Mr. Whybrow took a swipe at the prosecution and suggestions the jury had to consider whether Ms Higgins made her case.
“The burden of proof is on the prosecution to prove the case beyond a reasonable doubt,” he told the jury.
‘It’s not about whether she made it up – it’s not about whether I’ve convinced you that she made it up.’
He also said the prosecution’s idea of ”corroborative” evidence was limited by Ms Higgins’ mother and former colleague, Nikita Irvine, who told the court she appeared upset and “broken” and that her version of events was true because she told people.
Mr.
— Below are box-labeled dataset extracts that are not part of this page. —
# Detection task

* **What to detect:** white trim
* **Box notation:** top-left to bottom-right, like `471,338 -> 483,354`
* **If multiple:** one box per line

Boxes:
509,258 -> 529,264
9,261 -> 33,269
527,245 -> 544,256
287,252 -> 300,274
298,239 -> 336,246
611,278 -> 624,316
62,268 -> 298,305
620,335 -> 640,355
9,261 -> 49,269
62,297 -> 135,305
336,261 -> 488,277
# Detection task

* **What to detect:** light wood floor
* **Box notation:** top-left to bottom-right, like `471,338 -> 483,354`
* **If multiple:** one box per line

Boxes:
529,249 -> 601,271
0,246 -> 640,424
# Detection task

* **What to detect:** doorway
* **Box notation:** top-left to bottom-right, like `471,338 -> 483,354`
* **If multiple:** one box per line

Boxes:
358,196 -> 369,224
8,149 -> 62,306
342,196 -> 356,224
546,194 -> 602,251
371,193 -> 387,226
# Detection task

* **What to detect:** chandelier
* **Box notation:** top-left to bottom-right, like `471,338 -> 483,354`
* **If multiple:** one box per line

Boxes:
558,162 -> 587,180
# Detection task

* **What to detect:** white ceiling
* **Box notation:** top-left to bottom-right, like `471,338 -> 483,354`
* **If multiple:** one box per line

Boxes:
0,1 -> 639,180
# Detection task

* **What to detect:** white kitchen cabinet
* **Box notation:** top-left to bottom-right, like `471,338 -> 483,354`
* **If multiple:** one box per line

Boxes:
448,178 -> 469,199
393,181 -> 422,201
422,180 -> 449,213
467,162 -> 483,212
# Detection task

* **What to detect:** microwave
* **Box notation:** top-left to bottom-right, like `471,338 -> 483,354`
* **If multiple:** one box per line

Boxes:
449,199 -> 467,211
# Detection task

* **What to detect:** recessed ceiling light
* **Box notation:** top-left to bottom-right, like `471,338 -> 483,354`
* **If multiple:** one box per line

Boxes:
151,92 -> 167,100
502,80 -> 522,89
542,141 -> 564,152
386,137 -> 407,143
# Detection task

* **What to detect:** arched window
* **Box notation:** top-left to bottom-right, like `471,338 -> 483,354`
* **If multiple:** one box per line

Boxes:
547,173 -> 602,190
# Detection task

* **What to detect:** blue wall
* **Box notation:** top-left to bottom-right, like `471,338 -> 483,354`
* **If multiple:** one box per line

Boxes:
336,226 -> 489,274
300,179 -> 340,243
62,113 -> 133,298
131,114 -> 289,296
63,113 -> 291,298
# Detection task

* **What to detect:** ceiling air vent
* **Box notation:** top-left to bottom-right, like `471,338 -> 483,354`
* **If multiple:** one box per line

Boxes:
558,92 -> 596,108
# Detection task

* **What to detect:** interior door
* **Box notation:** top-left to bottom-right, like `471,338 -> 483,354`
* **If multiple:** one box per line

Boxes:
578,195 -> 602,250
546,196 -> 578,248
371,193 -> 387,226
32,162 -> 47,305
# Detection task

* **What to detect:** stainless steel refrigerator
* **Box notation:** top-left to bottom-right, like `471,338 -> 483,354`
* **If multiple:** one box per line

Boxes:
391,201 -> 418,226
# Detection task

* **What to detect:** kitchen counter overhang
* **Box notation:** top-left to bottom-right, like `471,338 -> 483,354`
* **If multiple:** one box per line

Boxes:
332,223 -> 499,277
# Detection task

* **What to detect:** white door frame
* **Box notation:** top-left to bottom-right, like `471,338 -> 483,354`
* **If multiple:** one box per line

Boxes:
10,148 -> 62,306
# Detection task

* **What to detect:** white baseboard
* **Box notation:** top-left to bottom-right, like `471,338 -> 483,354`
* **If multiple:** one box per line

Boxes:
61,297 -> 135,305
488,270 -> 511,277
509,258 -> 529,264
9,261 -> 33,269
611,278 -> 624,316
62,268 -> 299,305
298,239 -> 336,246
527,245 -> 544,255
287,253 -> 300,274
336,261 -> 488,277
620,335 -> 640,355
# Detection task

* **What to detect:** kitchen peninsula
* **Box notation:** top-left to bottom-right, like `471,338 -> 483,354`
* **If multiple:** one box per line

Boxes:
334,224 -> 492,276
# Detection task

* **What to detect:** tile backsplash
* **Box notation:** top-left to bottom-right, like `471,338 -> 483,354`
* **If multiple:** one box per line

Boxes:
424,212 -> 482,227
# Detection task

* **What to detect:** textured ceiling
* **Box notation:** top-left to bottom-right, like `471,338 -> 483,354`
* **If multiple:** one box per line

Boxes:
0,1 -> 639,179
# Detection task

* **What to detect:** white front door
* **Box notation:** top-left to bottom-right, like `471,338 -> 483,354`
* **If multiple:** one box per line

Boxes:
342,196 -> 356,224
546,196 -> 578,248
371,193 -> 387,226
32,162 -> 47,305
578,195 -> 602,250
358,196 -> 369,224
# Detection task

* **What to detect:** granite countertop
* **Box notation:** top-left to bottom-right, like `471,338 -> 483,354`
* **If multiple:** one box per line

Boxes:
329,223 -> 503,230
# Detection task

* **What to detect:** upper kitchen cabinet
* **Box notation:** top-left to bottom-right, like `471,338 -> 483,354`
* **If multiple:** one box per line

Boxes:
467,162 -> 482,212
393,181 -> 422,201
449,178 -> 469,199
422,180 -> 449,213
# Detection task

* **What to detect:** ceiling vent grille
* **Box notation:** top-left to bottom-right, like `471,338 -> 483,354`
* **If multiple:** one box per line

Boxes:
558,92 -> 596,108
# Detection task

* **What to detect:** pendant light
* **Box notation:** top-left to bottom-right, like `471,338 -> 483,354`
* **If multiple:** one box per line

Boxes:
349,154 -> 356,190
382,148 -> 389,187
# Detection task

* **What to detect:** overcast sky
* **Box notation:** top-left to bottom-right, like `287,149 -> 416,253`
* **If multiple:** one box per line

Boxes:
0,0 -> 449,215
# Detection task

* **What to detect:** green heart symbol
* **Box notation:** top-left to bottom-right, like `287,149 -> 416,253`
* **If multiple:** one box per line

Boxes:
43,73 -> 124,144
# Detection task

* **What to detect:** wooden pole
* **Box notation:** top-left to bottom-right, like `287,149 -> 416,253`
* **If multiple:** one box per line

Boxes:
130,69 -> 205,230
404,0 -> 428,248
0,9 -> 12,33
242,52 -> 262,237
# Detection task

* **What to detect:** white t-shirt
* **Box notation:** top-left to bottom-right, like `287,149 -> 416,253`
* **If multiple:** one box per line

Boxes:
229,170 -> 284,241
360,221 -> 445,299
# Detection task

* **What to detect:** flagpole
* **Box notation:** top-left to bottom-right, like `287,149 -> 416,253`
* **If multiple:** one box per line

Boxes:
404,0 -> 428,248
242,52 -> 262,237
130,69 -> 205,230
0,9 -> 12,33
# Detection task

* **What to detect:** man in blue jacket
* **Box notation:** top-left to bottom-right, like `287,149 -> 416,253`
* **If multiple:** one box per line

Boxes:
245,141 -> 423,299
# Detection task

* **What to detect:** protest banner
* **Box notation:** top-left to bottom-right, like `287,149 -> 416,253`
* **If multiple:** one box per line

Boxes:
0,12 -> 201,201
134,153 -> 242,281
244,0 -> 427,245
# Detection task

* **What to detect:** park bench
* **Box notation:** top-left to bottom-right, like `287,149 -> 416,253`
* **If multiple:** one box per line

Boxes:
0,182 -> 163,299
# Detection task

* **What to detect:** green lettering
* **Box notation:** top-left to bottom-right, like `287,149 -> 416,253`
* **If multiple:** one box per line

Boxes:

Whybrow said that’s not what corroborating evidence is.
“To some degree it’s pulling yourself up by your own bootstraps,” he told the jury.
‘If you tell 100 people that something happened, it doesn’t make it true if the underlying thing isn’t accurate. You have to scrutinize her evidence.’
Mr. Whybrow suggested to the jury that Ms Higgins had a “motive to make a false allegation” to save her job.
‘It was her dream job. It wasn’t to work for Reynolds, it was to work in Parliament, he said.
‘This is an explanation for what she did. You can ultimately reject it.
‘I offer you a possible explanation. But if you reject it, then the prosecution is no further ahead.’
The defense barrister also questioned Ms Higgins’ credibility when she was asked “tough” questions.
‘When a difficult question is asked, [she] saying: “I was traumatised, I couldn’t get out of bed, you don’t know what trauma is like”, he told the jury.
“You might think those might be perfectly valid responses and you think that’s fair enough, or they’re talking points that she spewed out when the going got tough.”